Esses microrganismos podem sobreviver mais do que as oito a dez horas que normalmente resistem no ar quando são transmitidos através das gotículas que saem da boca e fossas nasais, por meio de tosse ou espirros.

"Os vírus dessas gotículas sobrevivem no ar entre oito a dez horas", disse Mário Durval, adiantando que estes passarão de pessoa a pessoa se se estiverem a menos de um metro de distância.

Contudo, estes microrganismos sobrevivem mais tempo nas superfícies, disse o especialista, chamando a atenção para a facilidade com que essas áreas são tocadas por um grande número de pessoas.

É o caso dos carrinhos de compras - cujas pegas são frequentemente tocadas por mãos de adultos e de crianças, já que algumas têm um suporte para os mais pequenos - mas também caixas de Multibanco, corrimões, maçanetas das portas, ratos de computador, entre muitos outros.

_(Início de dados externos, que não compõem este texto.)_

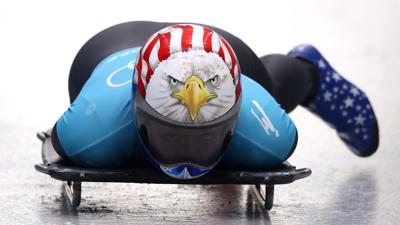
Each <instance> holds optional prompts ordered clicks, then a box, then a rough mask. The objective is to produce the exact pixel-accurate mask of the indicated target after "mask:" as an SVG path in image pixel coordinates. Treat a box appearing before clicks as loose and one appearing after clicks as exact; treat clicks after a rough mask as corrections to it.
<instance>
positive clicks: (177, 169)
mask: <svg viewBox="0 0 400 225" xmlns="http://www.w3.org/2000/svg"><path fill="white" fill-rule="evenodd" d="M160 169H161V171H163V172H164V173H165V174H167V175H168V176H170V177H173V178H176V179H181V180H187V179H195V178H198V177H201V176H202V175H204V174H206V173H208V172H209V171H210V170H211V168H207V167H205V168H202V167H198V166H194V165H192V164H181V165H174V166H163V165H160Z"/></svg>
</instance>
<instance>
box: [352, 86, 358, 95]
mask: <svg viewBox="0 0 400 225" xmlns="http://www.w3.org/2000/svg"><path fill="white" fill-rule="evenodd" d="M350 92H351V93H352V94H353V96H357V95H359V94H360V91H359V90H358V89H357V88H356V87H351V90H350Z"/></svg>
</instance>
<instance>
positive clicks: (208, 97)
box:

O contágio pode dar-se desta forma, já que "as gotículas ficam nas superfícies que passam a vida a ser tocadas por muitas pessoas".

Segundo Mário Durval, uma frequente e correcta lavagem das mãos pode evitar até 80 por cento do contágio.

Mas este é um hábito a que os portugueses "não ligam muito", daí a mensagem das autoridades de saúde, numa altura em que existe uma pandemia pelo vírus da gripe A (H1N1): insistir na importância da lavagem das mãos.

De acordo com a Direcção-Geral da Saúde (DGS), "lavar as mãos frequentemente ajuda a evitar o contágio por vírus da gripe e por outros germes".

Este organismo do Ministério da Saúde recomenda o uso de sabão e água, pelo menos durante 20 segundos.

"Quando tal não for possível, podem ser usados toalhetes descartáveis, soluções e gel de base alcoólica, que se adquirem nas farmácias e nos supermercados", prossegue a recomendação.

Para Mário Durval, a frequente lavagem das mãos é um hábito a que os portugueses estão "pouco habituados".

Na impossibilidade de lavar as mãos, deve "generalizar-se o uso de soluções alcoólicas", disse Mário Durval, para quem "ainda não estamos numa fase [da pandemia] que obrigue a cuidados muito rigorosos" nesta área.

Apesar disso, esta pode ser "uma óptima altura" para os portugueses se "habituarem" a estes cuidados. "Não fará mal nenhum, principalmente se as pessoas compreenderem o que está em jogo", disse.

Mário Durval alerta ainda para um outro lado da questão: "Não nos podemos esquecer de que precisamos de ser contaminados pelos microrganismos para criarmos defesas".

O especialista questiona mesmo os benefícios da "hiperlavagem", defendendo "bom senso" nesta matéria.

"Por mais que custe a acreditar, vivemos rodeados de muitos milhões de microrganismos, a esmagadora maioria dos quais não é patogénica", frisou.